Managing annotations

Warning

You should never run two of the following commands in parallel. All of them need to be run sequentially, otherwise the index may get corrupted.

If you need to parallelize the processing to speed it up, you can use the --threads option, which is built-in in all of our tools that might require it.

Importation

Importing annotations to a dataset is taking annotations files in various format, storing them in an annotation set raw folder in the dataset (inside of annotations/<setname>/raw) and providing the metadata of the set inside of the metannots.yml file (at annotations/<setname>/metannots.yml). Then the importation links those annotation files to stretches of the recordings of the dataset and creates a standardized csv of the annotations inside of the converted folder (in annotations/<setname>/converted).

For more information on the annotation sets metadata, read its the Annotation sets metadata description. The annotation set metadata file metannots.yml can be created afterwards and does not require new importations to be taken into account.

Single annotation importation

Annotations can be imported one by one, in bulk or through the automated command. Annotation importation does the following :

Convert all input annotations from their original format (e.g. rttm, eaf, textgrid..) into the CSV format defined at Annotation importation input format and stores them into annotations/.
Registers them to the annotation index at metadata/annotations.csv

Use child-project import-annotations to import a single annotation.

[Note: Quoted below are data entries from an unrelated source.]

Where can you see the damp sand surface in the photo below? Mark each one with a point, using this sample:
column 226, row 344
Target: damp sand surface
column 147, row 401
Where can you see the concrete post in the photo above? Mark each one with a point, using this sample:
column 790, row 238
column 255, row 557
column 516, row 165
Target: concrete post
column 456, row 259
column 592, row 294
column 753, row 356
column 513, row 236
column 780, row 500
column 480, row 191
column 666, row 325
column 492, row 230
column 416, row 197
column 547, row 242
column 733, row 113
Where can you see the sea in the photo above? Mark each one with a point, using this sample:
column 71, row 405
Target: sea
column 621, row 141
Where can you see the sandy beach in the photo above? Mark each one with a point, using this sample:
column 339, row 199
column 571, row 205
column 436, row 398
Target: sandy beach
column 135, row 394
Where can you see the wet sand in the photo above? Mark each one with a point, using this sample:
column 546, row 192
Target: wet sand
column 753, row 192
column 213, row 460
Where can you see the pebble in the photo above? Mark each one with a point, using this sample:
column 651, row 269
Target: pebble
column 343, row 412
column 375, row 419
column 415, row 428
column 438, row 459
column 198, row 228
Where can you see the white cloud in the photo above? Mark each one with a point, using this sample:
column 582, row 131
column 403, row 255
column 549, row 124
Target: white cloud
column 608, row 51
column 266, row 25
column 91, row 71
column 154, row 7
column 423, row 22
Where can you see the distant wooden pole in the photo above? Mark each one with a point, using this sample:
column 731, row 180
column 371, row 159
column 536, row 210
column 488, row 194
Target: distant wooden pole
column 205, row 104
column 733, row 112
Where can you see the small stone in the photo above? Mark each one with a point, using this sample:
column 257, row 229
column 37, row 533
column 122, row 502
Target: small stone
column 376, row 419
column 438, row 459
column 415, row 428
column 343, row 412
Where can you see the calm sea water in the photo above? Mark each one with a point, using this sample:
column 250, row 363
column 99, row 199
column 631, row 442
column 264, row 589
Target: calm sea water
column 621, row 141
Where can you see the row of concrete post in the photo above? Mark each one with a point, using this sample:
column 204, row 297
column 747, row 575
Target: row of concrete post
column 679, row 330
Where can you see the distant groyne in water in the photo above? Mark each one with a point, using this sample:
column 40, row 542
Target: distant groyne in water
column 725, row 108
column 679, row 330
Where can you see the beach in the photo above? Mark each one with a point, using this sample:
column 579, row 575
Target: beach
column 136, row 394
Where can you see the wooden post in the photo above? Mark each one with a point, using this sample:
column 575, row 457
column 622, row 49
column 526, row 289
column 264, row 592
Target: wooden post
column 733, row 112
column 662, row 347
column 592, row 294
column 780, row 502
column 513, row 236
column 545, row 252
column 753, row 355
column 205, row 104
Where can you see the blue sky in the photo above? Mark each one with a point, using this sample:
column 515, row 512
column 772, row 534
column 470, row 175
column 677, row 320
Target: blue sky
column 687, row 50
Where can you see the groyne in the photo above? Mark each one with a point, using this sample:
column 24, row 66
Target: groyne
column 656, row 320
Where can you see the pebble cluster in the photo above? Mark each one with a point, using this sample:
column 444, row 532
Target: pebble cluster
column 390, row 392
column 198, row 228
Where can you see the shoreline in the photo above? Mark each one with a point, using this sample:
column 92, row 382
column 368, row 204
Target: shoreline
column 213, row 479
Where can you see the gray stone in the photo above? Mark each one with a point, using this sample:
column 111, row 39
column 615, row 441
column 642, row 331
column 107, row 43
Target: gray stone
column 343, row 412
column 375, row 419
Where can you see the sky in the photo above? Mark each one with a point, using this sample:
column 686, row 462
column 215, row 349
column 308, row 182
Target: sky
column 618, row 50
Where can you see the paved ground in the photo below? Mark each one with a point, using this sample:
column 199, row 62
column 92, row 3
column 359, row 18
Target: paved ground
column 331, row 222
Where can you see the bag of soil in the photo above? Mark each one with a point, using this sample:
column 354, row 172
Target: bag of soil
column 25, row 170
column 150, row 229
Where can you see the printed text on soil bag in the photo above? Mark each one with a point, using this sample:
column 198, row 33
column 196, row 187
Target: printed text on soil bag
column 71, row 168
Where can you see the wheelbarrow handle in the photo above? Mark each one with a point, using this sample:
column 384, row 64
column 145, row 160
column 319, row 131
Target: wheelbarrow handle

$ child-project import-annotations /path/to/dataset --help
usage: child-project import-annotations [-h] [--annotations ANNOTATIONS]
                                        [--set SET]
                                        [--recording_filename RECORDING_FILENAME]
                                        [--time_seek TIME_SEEK]
                                        [--range_onset RANGE_ONSET]
                                        [--range_offset RANGE_OFFSET]
                                        [--raw_filename RAW_FILENAME]
                                        [--format {csv,vtc_rttm,vcm_rttm,alice,its,TextGrid,eaf,cha,NA}]
                                        [--filter FILTER] [--threads THREADS]
                                        [--overwrite-existing]
                                        source

convert and import a set of annotations

positional arguments:
  source                project path

optional arguments:
  -h, --help            show this help message and exit
  --annotations ANNOTATIONS
                        path to input annotations dataframe (csv) [only for
                        bulk importation]
  --set SET             name of the annotation set (e.g. VTC, annotator1,
                        etc.)
  --recording_filename RECORDING_FILENAME
                        recording filename as specified in the recordings
                        index
  --time_seek TIME_SEEK
                        shift between the timestamps in the raw input
                        annotations and the actual corresponding timestamps in
                        the recordings (in milliseconds)
  --range_onset RANGE_ONSET
                        covered range onset timestamp in milliseconds (since
                        the start of the recording)
  --range_offset RANGE_OFFSET
                        covered range offset timestamp in milliseconds (since
                        the start of the recording)
  --raw_filename RAW_FILENAME
                        annotation input filename location, relative to
                        `annotations/<set>/raw`
  --format {csv,vtc_rttm,vcm_rttm,alice,its,TextGrid,eaf,cha,NA}
                        input annotation format
  --filter FILTER       source file to target. this field is dedicated to rttm
                        and ALICE annotations that may combine annotations
                        from several recordings into one same text file.
  --threads THREADS     amount of threads to run on
  --overwrite-existing, --ow
                        overwrites existing annotation file if should generate
                        the same output file (useful when reimporting

Example:

child-project import-annotations /path/to/dataset \
   --set eaf \
   --recording_filename sound.wav \
   --time_seek 0 \
   --raw_filename example.eaf \
   --range_onset 0 \
   --range_offset 300 \
   --format eaf

Find more information about the allowed values for each parameter, see Annotation importation input format.

Bulk importation

Use this to do bulk importation of many annotation files.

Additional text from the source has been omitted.